I'm using pydeequ with Spark 3.0.1 to perform some constraint checks on data.
As for testing with the VerificationSuite
, after calling VerificationResult.checkResultsAsDataFrame(spark, result)
, it seems that the callback server which gets started by pydeequ does not get terminated automatically.
If I run code containing pydeequ on an EMR cluster for example, the port 25334
seems to stay open after the spark application closes, unless I explicitly create a JavaGateway
with the spark session, and call the close()
method.
from pydeequ.verification import *
from pyspark.sql import SparkSession, Row
spark = (SparkSession
.builder
.config("spark.jars.packages", pydeequ.deequ_maven_coord)

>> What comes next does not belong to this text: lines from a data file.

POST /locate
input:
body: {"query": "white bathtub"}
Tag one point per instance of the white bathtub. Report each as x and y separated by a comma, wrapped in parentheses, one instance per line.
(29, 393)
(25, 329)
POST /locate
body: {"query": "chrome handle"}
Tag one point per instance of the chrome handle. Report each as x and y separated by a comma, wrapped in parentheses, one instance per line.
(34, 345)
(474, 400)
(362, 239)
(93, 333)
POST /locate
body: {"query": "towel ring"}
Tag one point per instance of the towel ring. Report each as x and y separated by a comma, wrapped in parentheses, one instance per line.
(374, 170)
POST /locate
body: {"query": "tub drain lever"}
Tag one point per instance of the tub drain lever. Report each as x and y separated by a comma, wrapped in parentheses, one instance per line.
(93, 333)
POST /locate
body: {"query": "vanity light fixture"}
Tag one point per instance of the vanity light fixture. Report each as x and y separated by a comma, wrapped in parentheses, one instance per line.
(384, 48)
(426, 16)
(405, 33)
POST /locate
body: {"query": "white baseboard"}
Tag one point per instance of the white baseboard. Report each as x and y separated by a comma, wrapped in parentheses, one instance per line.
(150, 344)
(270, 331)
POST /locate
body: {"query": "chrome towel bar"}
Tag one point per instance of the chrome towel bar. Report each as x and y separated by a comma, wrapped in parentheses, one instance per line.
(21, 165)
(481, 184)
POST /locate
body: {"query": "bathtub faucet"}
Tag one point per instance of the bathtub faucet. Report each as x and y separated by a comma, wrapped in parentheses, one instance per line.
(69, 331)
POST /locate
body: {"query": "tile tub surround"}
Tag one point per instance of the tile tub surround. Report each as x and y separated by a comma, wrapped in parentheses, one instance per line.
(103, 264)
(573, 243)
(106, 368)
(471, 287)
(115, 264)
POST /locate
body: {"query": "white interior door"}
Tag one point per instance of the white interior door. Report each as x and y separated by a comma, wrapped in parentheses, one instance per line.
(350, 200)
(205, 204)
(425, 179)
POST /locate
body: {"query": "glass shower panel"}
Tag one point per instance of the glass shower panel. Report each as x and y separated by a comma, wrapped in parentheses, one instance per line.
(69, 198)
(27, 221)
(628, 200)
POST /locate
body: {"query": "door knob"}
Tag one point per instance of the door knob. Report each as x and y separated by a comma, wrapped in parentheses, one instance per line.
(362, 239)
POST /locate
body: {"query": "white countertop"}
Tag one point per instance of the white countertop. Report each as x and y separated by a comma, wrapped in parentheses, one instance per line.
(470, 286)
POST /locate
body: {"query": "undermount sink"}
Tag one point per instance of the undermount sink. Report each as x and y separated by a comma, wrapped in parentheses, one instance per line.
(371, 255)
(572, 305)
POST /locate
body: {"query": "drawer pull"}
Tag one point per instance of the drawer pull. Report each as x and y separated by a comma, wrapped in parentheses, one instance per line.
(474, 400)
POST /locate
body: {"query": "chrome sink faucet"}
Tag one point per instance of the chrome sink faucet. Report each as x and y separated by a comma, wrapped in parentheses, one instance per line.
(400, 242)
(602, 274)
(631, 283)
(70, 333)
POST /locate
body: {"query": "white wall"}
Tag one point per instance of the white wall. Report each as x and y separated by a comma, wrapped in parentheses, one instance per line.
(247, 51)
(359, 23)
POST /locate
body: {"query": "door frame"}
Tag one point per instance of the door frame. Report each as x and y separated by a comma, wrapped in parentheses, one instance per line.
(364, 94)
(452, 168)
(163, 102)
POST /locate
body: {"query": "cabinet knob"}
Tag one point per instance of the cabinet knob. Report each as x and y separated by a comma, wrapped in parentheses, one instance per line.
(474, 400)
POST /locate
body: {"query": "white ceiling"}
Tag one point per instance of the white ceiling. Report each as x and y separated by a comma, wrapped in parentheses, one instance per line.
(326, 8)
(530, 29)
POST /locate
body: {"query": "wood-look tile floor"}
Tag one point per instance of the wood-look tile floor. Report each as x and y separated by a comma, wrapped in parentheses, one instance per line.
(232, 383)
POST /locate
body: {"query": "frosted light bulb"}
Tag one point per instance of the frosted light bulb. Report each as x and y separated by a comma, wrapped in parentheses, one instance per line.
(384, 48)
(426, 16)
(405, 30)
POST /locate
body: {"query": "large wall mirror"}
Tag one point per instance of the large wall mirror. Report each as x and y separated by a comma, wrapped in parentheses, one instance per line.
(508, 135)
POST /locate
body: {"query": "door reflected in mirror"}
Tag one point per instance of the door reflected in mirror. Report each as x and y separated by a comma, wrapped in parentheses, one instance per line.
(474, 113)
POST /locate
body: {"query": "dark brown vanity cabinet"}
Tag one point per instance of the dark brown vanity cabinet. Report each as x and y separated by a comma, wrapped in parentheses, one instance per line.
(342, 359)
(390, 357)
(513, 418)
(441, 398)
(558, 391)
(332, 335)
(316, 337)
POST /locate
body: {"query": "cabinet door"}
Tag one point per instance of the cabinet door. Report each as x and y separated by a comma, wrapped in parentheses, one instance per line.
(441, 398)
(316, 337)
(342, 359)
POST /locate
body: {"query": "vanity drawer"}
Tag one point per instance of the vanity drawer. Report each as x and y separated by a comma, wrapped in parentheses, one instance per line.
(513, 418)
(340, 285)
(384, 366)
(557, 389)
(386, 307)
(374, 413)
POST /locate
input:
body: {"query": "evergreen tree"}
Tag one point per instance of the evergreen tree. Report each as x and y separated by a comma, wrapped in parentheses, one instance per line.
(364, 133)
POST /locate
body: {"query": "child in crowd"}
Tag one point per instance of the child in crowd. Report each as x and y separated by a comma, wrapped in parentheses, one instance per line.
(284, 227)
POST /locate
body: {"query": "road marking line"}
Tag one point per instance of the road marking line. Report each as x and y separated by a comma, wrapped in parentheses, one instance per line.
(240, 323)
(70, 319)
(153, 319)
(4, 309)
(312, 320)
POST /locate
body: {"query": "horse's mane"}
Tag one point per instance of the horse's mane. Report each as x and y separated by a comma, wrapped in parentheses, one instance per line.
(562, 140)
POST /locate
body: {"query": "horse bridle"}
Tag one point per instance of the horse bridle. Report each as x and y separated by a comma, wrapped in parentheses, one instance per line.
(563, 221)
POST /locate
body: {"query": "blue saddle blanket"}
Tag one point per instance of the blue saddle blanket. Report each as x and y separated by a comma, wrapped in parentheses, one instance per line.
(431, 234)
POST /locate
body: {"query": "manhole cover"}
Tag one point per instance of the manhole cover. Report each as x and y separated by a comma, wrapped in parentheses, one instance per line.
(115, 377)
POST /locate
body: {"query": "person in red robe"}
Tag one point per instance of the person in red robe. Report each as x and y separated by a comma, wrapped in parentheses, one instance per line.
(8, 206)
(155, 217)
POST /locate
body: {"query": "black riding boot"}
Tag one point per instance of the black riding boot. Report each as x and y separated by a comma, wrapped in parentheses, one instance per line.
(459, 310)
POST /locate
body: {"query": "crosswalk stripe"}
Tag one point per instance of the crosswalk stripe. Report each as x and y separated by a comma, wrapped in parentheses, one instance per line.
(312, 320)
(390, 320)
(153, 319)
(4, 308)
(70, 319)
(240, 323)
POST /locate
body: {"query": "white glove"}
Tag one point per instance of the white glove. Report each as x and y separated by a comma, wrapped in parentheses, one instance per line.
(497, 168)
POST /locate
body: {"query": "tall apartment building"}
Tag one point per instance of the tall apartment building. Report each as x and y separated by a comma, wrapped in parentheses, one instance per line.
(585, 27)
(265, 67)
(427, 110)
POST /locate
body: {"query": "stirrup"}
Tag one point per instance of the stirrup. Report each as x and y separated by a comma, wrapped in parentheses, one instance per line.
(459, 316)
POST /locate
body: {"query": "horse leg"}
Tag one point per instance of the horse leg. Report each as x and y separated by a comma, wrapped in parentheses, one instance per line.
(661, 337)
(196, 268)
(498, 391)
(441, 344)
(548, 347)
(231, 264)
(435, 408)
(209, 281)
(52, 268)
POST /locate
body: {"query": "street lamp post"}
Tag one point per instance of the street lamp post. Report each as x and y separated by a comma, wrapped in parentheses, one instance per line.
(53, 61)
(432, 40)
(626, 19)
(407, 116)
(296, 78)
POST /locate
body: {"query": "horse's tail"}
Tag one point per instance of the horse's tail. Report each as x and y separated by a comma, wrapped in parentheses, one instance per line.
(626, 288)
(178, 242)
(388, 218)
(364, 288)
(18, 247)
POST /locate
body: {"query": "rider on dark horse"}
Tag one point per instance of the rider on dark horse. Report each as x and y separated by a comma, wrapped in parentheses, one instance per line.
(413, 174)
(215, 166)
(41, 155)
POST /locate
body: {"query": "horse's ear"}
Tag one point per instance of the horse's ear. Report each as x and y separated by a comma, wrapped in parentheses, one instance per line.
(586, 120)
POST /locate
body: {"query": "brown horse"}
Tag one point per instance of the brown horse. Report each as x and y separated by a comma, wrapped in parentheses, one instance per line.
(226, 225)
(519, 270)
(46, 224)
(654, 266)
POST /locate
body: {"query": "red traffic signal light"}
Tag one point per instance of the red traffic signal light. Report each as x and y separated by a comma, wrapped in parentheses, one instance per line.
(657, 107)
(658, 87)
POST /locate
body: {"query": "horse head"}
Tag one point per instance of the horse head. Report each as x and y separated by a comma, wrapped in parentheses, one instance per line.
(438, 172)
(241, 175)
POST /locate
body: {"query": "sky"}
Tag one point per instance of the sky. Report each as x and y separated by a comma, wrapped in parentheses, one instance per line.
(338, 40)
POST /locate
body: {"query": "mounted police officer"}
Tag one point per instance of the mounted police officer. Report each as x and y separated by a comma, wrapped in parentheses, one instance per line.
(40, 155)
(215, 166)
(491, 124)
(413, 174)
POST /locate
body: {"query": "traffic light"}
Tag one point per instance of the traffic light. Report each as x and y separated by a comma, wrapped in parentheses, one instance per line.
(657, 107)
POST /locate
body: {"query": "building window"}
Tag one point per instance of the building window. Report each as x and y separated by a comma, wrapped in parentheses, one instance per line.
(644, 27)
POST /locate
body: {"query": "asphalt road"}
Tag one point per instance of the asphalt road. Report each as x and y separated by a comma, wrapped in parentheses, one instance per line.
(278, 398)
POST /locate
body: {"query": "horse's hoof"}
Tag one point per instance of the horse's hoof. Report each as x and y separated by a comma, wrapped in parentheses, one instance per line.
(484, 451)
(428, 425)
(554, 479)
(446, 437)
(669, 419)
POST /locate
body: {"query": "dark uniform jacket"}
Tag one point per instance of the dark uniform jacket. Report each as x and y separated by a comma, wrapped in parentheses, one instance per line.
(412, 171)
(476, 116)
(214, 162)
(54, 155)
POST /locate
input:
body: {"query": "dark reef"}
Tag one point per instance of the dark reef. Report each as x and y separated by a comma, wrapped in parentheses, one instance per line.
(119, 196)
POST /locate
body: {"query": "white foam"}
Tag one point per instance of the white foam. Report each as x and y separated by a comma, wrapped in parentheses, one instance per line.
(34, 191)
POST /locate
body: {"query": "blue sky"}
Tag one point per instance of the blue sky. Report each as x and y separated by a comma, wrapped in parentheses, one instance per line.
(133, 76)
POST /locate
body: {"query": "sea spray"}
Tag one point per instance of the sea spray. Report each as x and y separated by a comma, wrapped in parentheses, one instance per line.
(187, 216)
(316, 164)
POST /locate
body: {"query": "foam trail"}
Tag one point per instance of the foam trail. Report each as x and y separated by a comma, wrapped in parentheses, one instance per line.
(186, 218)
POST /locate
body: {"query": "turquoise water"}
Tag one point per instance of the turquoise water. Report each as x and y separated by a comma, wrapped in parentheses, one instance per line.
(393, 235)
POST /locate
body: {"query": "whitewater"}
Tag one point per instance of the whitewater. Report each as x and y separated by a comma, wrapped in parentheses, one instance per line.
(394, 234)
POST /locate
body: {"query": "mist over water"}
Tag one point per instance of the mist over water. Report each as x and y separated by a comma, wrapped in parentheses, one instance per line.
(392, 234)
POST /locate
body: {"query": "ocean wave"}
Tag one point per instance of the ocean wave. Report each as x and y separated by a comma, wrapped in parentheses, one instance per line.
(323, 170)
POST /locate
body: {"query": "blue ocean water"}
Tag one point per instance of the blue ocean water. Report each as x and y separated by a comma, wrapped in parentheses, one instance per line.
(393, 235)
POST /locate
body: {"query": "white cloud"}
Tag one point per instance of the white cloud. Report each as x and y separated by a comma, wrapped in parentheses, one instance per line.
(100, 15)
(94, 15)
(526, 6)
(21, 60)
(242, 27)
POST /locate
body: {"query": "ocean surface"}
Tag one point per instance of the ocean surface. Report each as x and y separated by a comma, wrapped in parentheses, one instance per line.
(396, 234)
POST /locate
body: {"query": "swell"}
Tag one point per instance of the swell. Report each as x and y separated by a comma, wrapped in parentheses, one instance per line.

.config("spark.jars.excludes", pydeequ.f2j_maven_coord)
.getOrCreate())
df = spark.sparkContext.parallelize([
Row(a="foo", b=1, c=5),
Row(a="bar", b=2, c=6),
Row(a="baz", b=None, c=None)]).toDF()
from py4j.java_gateway import JavaGateway
check = Check(spark, CheckLevel.Warning, "Review Check")
checkResult = VerificationSuite(spark) \
.onData(df) \
.addCheck(
check.hasSize(lambda x: x < 3) \
.hasMin("b", lambda x: x == 0) \
.isComplete("c") \
.isUnique("a") \
.isContainedIn("a", ["foo", "bar", "baz"]) \
.isNonNegative("b")) \
.run()
checkResult_df = VerificationResult.checkResultsAsDataFrame(spark, checkResult)
checkResult_df.show(truncate=False)
a = JavaGateway(spark.sparkContext._gateway)
a.close()
If I don't implement the last 2 lines of code, the callback server stays open on the port.
Is there a way around this?